There’s wildflowers everywhere. Tiny, low blue blossoms blanket the ground with taller, springier pink trumpets erupting at intervals in clumps. More infrequently there are also lacy white blooms and occasionally a burst of yellow or fiery flowers. But I’m still wearing all my layers.
About 10 minutes in we come to a cache of water jugs. Each has a date and initials written on it in black sharpie to help trace when and where it was left. The movement of these jugs helps Samaritans monitor the trails by indicating how busy they are and also being able to trace them backwards to their drop points when they’re found in other locations. Throughout every Samaritan trip I’ve been on (currently four and counting), nearly every generic looking gallon water jug we see triggers a ritual, a search for these markings so that the information can be logged in the trip report back at the vehicle.

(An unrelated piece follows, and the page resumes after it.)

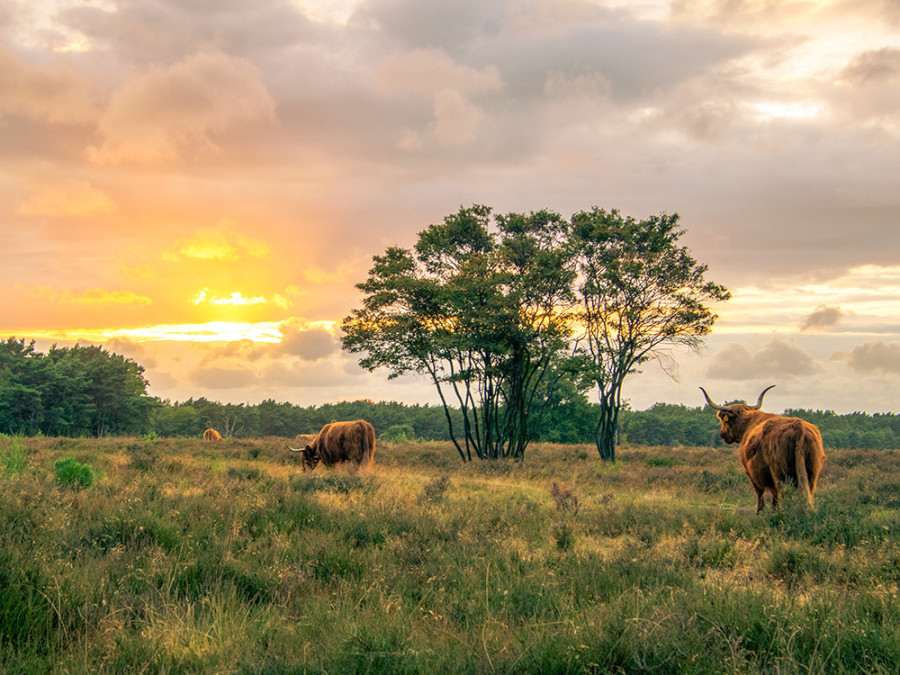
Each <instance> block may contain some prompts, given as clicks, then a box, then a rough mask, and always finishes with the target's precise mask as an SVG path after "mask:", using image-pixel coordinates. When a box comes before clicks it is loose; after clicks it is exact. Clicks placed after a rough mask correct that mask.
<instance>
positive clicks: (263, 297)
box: [191, 288, 293, 309]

Today, all the jugs are full and covered in rain drops from the weather earlier.
We move on.
Here and there we see more bottles, but these are empty gatorade or Jumex cartons or soda containers and their lids. There’s metal cans, most missing their labels and starting to rust.
There’s occasional backpacks, jackets and pants but not as thickly as I saw on the Tumacácori trails two years ago. Also missing are the energy drinks – Red Bull and Monster – that seemed so ubiquitous there that I began to wonder if the migrants were being split into two competing teams with different advertising sponsors.

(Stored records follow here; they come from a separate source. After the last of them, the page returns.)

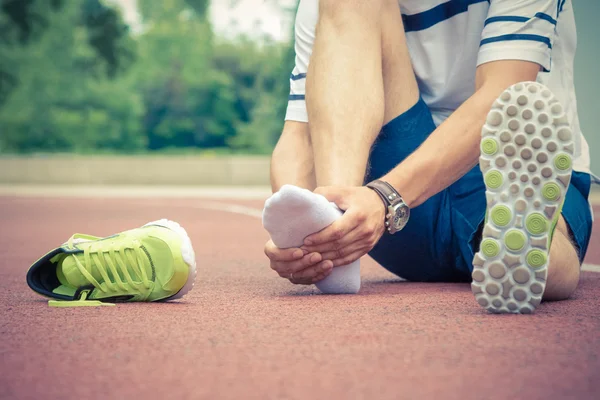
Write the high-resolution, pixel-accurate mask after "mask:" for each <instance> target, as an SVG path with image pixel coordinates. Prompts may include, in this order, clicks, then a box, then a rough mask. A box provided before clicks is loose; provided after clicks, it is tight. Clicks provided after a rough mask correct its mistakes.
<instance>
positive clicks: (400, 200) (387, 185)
mask: <svg viewBox="0 0 600 400" xmlns="http://www.w3.org/2000/svg"><path fill="white" fill-rule="evenodd" d="M367 187H368V188H371V189H373V190H374V191H375V192H376V193H377V194H378V195H379V197H381V199H382V200H383V202H384V203H385V204H386V205H391V206H393V205H396V204H398V203H400V202H402V196H400V193H398V192H397V191H396V189H394V187H393V186H392V185H390V184H389V183H387V182H384V181H381V180H375V181H372V182H369V183H367Z"/></svg>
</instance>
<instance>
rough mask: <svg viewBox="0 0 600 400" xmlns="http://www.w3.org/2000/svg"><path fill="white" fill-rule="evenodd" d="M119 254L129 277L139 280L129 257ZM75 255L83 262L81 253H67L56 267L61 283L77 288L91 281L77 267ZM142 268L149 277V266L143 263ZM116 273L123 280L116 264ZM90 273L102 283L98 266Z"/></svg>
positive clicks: (124, 277) (128, 249) (118, 268)
mask: <svg viewBox="0 0 600 400" xmlns="http://www.w3.org/2000/svg"><path fill="white" fill-rule="evenodd" d="M130 251H131V252H133V250H131V249H127V250H125V252H130ZM121 256H122V258H123V261H124V262H125V265H126V266H127V272H129V276H131V278H132V279H133V280H134V281H140V280H141V277H140V276H139V274H138V273H136V272H135V271H134V270H133V268H132V267H131V265H130V262H129V258H127V257H126V255H125V254H123V253H122V254H121ZM76 257H79V262H80V263H82V264H84V255H83V253H77V254H69V255H68V256H66V257H65V258H63V259H62V260H61V261H59V264H58V267H57V275H58V277H59V280H60V281H61V283H63V284H67V285H71V286H74V287H76V288H79V287H81V286H88V285H90V284H91V282H90V281H88V279H87V278H86V277H85V276H84V275H83V274H82V273H81V272H80V271H79V268H78V267H77V262H76V261H75V258H76ZM144 257H146V258H147V255H146V254H144ZM146 264H150V262H147V263H146ZM84 265H85V264H84ZM143 268H146V276H148V277H150V276H151V274H152V270H151V268H150V267H149V266H148V265H144V266H143ZM88 272H89V270H88ZM117 273H118V274H119V278H120V279H121V280H122V281H124V282H125V281H126V279H125V277H124V276H123V272H122V271H121V268H120V266H118V265H117ZM91 274H92V276H93V277H94V279H96V280H97V281H98V282H99V283H102V282H103V281H104V278H103V277H102V274H100V271H98V268H96V267H94V268H92V271H91ZM61 275H62V276H61ZM109 276H112V272H110V273H109ZM63 278H64V282H62V280H63ZM111 279H112V280H113V282H114V277H112V278H111Z"/></svg>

Since we string out a little as we walk and stick to the canyon’s crunchy riverbed, the noise makes conversations brief and draws out pauses. There’s more than enough opportunities to get lost in thought.

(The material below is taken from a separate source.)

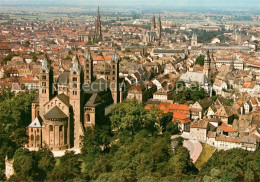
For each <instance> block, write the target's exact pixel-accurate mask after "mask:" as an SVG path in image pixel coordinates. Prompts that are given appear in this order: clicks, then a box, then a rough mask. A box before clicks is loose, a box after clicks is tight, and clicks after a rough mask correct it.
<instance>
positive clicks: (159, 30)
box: [157, 15, 162, 39]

Sudden movement on the trail is startling – we freeze as deer shoot across the trail and up the ridge to our left. My camera’s up instantly – yet it only captures their absence as they disappear over the ridge. We stay frozen for a few long moments.
Then the spell breaks with nervous laughter and exclamations on how fast they were. We wonder what will come across the trail next, if that’s the most exciting thing will get today – or just the beginning.
And then we start again.
Step after step in crunching rhythm, trying to stay alert for signs of other hikers without losing our own balance. We move through fire damage from summer blazes and past stranded water tanks from some mysterious failed attempt at agriculture or ranching.
At a fork in the canyon, Bob tells us that we’ll go left first on a route he’s already mapped but if we want to, we can explore the right branch on the way back, which he hasn’t seen yet. He also tells us we’re getting close to the border, maybe a mile or a mile and a half – we’ll probably reach it before our next break.